Ahora, citar a “la gente” es muy trumpiano, pero ¿a quiénes creen que se refería en específico? ¿Alguien además de su familia y Rudy Giuliani? Uno de los aspectos más terribles de la mermada presidencia de Trump es que Rudy se queda como el tipo al que el mandatario prestaba oídos.
Todo el mundo, desde la Universidad de Lehigh hasta Shopify, anuncia ahora que dará por terminadas las relaciones con el presidente. En realidad, pareciera que muchos andan por ahí hurgando en sus oficinas, para tratar de encontrar alguna conexión menor con Trump que puedan anunciar que dan por terminado.
Tampoco es que Trump esté precisamente tratando de arreglar las cosas. Después del asalto violento al Capitolio por parte de sus seguidores locos, se las ha ingeniado para menospreciar a casi todos los que no han entrado en un edificio de oficinas federales para defenderlo. Ni el vicepresidente Mike Pence se salvó.
Pence es un excelente ejemplo de cuán difícil es satisfacer al presidente. Su gran pecado fue negarse a simular que Trump no había perdido las elecciones. Como resultado, Trump escuchó feliz gritar a esa multitud de seguidores rabiosos: “Cuelguen a Mike Pence”. Y supuestamente le dijo al vicepresidente que iba a “pasar a la historia como un marica”.

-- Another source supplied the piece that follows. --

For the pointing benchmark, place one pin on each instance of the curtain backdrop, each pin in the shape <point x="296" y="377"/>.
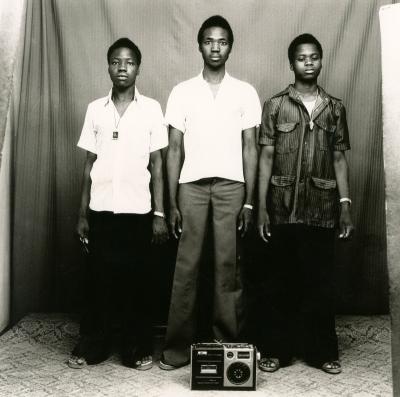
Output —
<point x="11" y="17"/>
<point x="64" y="68"/>
<point x="390" y="32"/>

Posible empleo pospresidencial: un nuevo programa de telerrealidad que se llame “Patriota o marica”.
Tiene que pensar en algo que hacer. Los asesores de Trump parecen haber conseguido que acepte el hecho de que después de la semana que viene, no será presidente. Ya no podrá decidir la política nacional ni llevar a cabo las partes del trabajo que parecía encontrar realmente gratificantes, como perdonar a los pavos.
La jubilación, en el sentido de vivir de sus ahorros, probablemente no sea una opción. El presidente ha pasado toda su vida adulta tratando de vincular su nombre a la idea de riquezas increíbles. La verdad es que más bien eran préstamos increíbles. Ahora las ratas (está bien, seamos justos, los financieros) abandonan el barco que se hunde y Trump se queda rodeado de deudas desastrosas. Los bancos que le han prestado toneladas de dinero lo quieren de vuelta.
El Deutsche Bank, al que la Organización Trump le debe unos 330 millones de dólares, se ha retirado de la relación. Los préstamos, garantizados personalmente por el presidente, empiezan a vencer en 2023, momento en el que suponemos que el fiscal de distrito de Manhattan habrá terminado las investigaciones sobre el fraude en materia de seguros, bancos e impuestos.
¿Y qué va a hacer ahora? El que su reputación esté hecha jirones es un problema cuando su mayor éxito en la vida ha sido vender los derechos de uso de su nombre. Siempre ha presumido todos esos años que lleva a cargo de la pista de patinaje de Central Park, solo que ahora la ciudad también quiere quitarle eso.
Lo mismo sucede con el carrusel, lo que podría convertir a Trump en el primer magnate de los negocios que no puede mantener un contrato de carrusel.
Y probablemente no hay mucha demanda en el negocio del juego para un hombre que puede llevar un casino a la quiebra.
Tal vez regrese a sus raíces y empiece a buscar el lugar de nacimiento de Barack Obama en Kenia.